Opinion Review
Copyright ©The Author(s) 2021. Published by Baishideng Publishing Group Inc. All rights reserved.
World J Nephrol. Jan 25, 2021; 10(1): 1-7
Published online Jan 25, 2021. doi: 10.5527/wjn.v10.i1.1
Emperor’s syndrome in the COVID-19 era: Time for patient-centered nephrology?
Dimitra Bacharaki, Athanasios Diamandopoulos
Dimitra Bacharaki, Department of Nephrology, Attikon University Hospital, Chaidari 12462, Greece
Athanasios Diamandopoulos, EKPA, Louros Foundation for the History of Medicine, Chaidari 12462, Greece
Author contributions: Bacharaki D wrote the paper; Diamandopoulos A supervised the historical background.
Conflict-of-interest statement: The authors declare no conflicts of interest related to this article.
Open-Access: This article is an open-access article that was selected by an in-house editor and fully peer-reviewed by external reviewers. It is distributed in accordance with the Creative Commons Attribution NonCommercial (CC BY-NC 4.0) license, which permits others to distribute, remix, adapt, build upon this work non-commercially, and license their derivative works on different terms, provided the original work is properly cited and the use is non-commercial. See: http://creativecommons.org/Licenses/by-nc/4.0/
Corresponding author: Dimitra Bacharaki, MD, PhD, Doctor, Department of Nephrology, Attikon University Hospital, Rimini 1, Chaidari 12462, Greece. bacharaki@gmail.com
Received: May 20, 2020
Peer-review started: May 20, 2020
First decision: June 15, 2020
Revised: October 4, 2020
Accepted: November 11, 2020
Article in press: November 11, 2020
Published online: January 25, 2021
Processing time: 247 Days and 12.5 Hours
Abstract

The coronavirus disease-19 (COVID-19) pandemic has been a wake-up call in which has forced us to react worldwide. Health policies and practices have attracted particular attention in terms of human and financial cost. Before COVID-19, chronic kidney disease was already considered a risk multiplier in patients with diabetes and hypertension, the two now being the major risk factors for COVID-19 infection and adverse outcome. In contrast to the urgent need for action, the nephrology field is considered to be in a state of stagnation regarding the management of chronic kidney disease patients who still experience unacceptably high morbidity and mortality. Ironically and paradoxically in a field lacking robust clinical trials, clinical practice is driven by guidelines-based medicine on weak evidence. The Emperor’s syndrome, referring to Hans Christian Andersen’s fairy tale, has been described in medicine as voluntary blindness to an obvious truth, being a weak evidence-based therapeutic intervention or weak health care. A promising positive example of improving heart and kidney outcomes is the emerging treatment with sodium-glucose cotransporter 2 inhibitors. COVID-19 could boost actions for patient-centered care as a positive shift in nephrology care.
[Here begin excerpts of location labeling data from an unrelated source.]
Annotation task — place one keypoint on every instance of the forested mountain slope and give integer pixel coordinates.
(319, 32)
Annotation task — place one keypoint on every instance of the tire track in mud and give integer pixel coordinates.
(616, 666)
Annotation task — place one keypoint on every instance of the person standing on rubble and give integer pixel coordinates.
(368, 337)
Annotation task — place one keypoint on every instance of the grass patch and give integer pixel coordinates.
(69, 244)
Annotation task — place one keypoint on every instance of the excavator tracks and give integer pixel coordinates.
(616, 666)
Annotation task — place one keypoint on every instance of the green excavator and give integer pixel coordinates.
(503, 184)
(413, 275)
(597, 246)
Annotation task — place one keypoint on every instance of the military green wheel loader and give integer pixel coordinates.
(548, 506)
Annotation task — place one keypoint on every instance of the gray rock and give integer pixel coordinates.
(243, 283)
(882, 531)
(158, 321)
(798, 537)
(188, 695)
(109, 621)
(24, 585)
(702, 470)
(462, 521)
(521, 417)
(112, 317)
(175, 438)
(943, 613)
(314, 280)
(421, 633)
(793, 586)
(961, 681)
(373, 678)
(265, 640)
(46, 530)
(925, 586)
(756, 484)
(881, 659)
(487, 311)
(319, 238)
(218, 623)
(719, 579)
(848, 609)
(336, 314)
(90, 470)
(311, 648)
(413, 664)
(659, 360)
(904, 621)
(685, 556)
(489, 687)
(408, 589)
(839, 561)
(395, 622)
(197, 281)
Keywords: Emperor’s syndrome; Chronic kidney disease; Guidelines-based medicine; Patient-centered care; COVID-19; Evidence-based medicine

Core Tip: In chronic kidney disease mortality is still unacceptably high. Despite many “whistle-blowers” of a “naked” Emperor (healthcare, polypharmacy without robust evidence), the change in clinical practice is slow. Examples are the absence of patient participation in the decision-making process, the low percentage of peritoneal dialysis in Europe and the United States, and the lack of algorithm-based therapeutic interventions. Sodium-glucose cotransporter 2 inhibitors are a positive example of evidence-based multitask treatment. The coronavirus disease-19 pandemic is a good time for reflection and action regarding a shift to patient-centered care in nephrology.